ちょっとゲームに参加してみよう。見知らぬ人と衝立を挟んで二人一組になる。それで1万円を分ける、簡単なゲームだ。
相手が1万円の分け方を提案する。あなたがその分け方を了解(イエス)すればその通りに分けられた額がもらえるが、拒否(ノー)すればお金は二人とももらえず返されてしまう、というルールだ。
うちの看護師さんに「相手が8千円と2千円で提案してきたらどうする?」と聞いたところ「ノーだよ。だって、ずるいじゃん」彼女は完璧な”ホモ・サピエンス”(賢いヒト族)だ。
完璧な経済的な合理性に基づいて行動する”ホモ・エコノミクス”(仮想の人間です)なら提案が0円でない限り、9999円と1円でも「イエス」と言うはずだ。1円でもお金がもらえることには変わりないのだから。だけどリアルなヒトの心はそんな割り切れるようにはできていない。

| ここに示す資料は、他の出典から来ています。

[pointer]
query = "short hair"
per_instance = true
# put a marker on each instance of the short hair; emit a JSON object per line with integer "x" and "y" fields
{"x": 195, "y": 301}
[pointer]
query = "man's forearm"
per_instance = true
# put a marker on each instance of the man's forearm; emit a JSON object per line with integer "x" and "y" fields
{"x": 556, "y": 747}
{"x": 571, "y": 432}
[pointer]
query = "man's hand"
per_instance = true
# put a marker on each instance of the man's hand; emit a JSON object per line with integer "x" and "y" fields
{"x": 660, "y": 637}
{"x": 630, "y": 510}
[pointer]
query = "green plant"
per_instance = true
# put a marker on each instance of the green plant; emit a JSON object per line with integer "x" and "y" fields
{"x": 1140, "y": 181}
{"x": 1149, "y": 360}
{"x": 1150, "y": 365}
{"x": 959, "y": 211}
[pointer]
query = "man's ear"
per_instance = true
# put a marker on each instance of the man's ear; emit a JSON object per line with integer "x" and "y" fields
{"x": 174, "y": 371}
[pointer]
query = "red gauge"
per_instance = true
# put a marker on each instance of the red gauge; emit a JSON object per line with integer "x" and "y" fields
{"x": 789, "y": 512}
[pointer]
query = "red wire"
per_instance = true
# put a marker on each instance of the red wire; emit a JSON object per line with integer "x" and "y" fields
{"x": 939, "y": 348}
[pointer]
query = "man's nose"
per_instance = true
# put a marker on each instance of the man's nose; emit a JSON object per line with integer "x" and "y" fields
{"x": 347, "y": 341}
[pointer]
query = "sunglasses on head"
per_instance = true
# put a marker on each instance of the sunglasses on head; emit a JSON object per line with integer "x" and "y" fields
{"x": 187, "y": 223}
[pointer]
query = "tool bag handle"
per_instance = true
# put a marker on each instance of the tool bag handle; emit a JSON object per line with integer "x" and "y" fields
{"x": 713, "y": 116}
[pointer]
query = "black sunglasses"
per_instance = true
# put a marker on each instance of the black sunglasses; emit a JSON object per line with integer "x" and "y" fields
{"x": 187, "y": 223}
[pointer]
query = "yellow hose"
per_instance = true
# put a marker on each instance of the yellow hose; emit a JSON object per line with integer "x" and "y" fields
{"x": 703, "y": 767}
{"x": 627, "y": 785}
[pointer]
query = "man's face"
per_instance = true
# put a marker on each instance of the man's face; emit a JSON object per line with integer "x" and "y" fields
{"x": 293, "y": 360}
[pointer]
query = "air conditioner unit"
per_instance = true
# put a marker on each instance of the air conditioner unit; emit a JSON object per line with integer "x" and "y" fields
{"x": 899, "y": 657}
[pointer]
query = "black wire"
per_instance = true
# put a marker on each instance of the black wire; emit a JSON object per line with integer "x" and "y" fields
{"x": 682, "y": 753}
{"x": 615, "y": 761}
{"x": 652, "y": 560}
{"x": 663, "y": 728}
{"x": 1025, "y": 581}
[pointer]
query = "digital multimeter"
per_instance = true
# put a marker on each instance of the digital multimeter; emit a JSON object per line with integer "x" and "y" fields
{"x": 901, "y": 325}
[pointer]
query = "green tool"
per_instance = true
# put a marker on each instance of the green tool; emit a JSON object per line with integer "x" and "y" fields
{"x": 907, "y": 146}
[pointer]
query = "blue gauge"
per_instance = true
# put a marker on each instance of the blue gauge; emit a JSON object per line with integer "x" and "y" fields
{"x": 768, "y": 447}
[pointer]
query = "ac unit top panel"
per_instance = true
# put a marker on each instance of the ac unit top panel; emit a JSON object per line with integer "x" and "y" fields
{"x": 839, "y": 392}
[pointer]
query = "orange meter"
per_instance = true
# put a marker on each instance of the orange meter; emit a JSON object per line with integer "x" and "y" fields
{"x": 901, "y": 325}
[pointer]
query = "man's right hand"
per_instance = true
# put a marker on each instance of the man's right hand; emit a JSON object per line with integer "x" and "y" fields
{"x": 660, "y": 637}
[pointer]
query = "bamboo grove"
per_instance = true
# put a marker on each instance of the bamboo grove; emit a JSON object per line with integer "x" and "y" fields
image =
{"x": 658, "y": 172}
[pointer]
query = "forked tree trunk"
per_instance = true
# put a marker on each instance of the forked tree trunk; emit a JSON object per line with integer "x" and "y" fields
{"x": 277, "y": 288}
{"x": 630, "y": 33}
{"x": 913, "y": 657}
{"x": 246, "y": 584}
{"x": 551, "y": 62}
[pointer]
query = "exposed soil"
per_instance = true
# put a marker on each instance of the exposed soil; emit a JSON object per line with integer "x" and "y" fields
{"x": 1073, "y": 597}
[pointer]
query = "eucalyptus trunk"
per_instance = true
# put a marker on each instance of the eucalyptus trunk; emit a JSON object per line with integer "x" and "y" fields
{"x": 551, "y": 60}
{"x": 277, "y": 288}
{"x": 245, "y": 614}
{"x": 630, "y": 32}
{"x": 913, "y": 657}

このゲームは”最後通牒ゲーム”といって、”ヒト”という動物の根底にある”利他性”や”公平性”について垣間見れる実験でもあるため、世界中で頻繁に行われている。予想するのは簡単で納得もすると思うが、日本やアメリカなどの先進国では40%から50%の提案で、30%以下だと拒否される傾向にある。
この公平性とはどこから来るのだろうか?道徳で教えられたから?
若いスタッフに「3千円もらえる場合どうする?」と聞いたら「ノー」だった。「ノーだったら3千円もらえないんだよ」と損を強調してみたが、困ったように「なんかね~違うんですよぉ」と答えてくれた。彼女が言葉にできないのも理由がある。
1歳の赤ちゃんでも公平なふるまいをする人形を好む。もっと祖先のサルにもこの傾向ははっきり見られる。オマキザル2匹ケージに入れ、それぞれに簡単な作業をやらせる。2匹ともにキュウリを渡している間は喜んで食べているが、片方への報酬がぶどうになったとたん、キュウリのオマキザルは怒り出す。(youtubeに実験の映像アリ)
不公平を罰する(少ない提案にノーと言う)のは、腹の底から湧いてくる怒りの情動だ。生きる力として脳に刻まれているから、言葉で表現できなかったのだろう。
ではなぜヒトは公平であろうとするのか、それは聖書に書いてあったからでも思いやりがあるからでもなく、ヒトは協力し続ける必要があるからだと思う。ついでに不公平を罰することは脳が喜ぶ。「不公平な提案してきたから、一銭ももらえなくしてやった。いい気味だ」と言うわけだ。コロナ禍でマスク警察がはびこっていた理由もわかるだろう。
最後通牒ゲームで超公平な提案をするのは、緊密な人間関係で暮らす狩猟採集民族であった。得をすることでの自分の立場が危うくなることに細心の注意を払っているのだろう。そういう部族では村八分は家族とも生存に関わることだから。
さて、私たちが暮らす社会はどうだろう。狩猟採集民に比べ複雑だが希薄な人間関係では不公平が目立つシーンは多い。働いていれば、(家庭でもか)最後通牒ゲームで不公平な提案をされたときのような気持になることはしばしばあろう。私には、それを「イエス」と言うのか、「ノー」と言うのか、迷い続けることが生きることの一部であるように思う。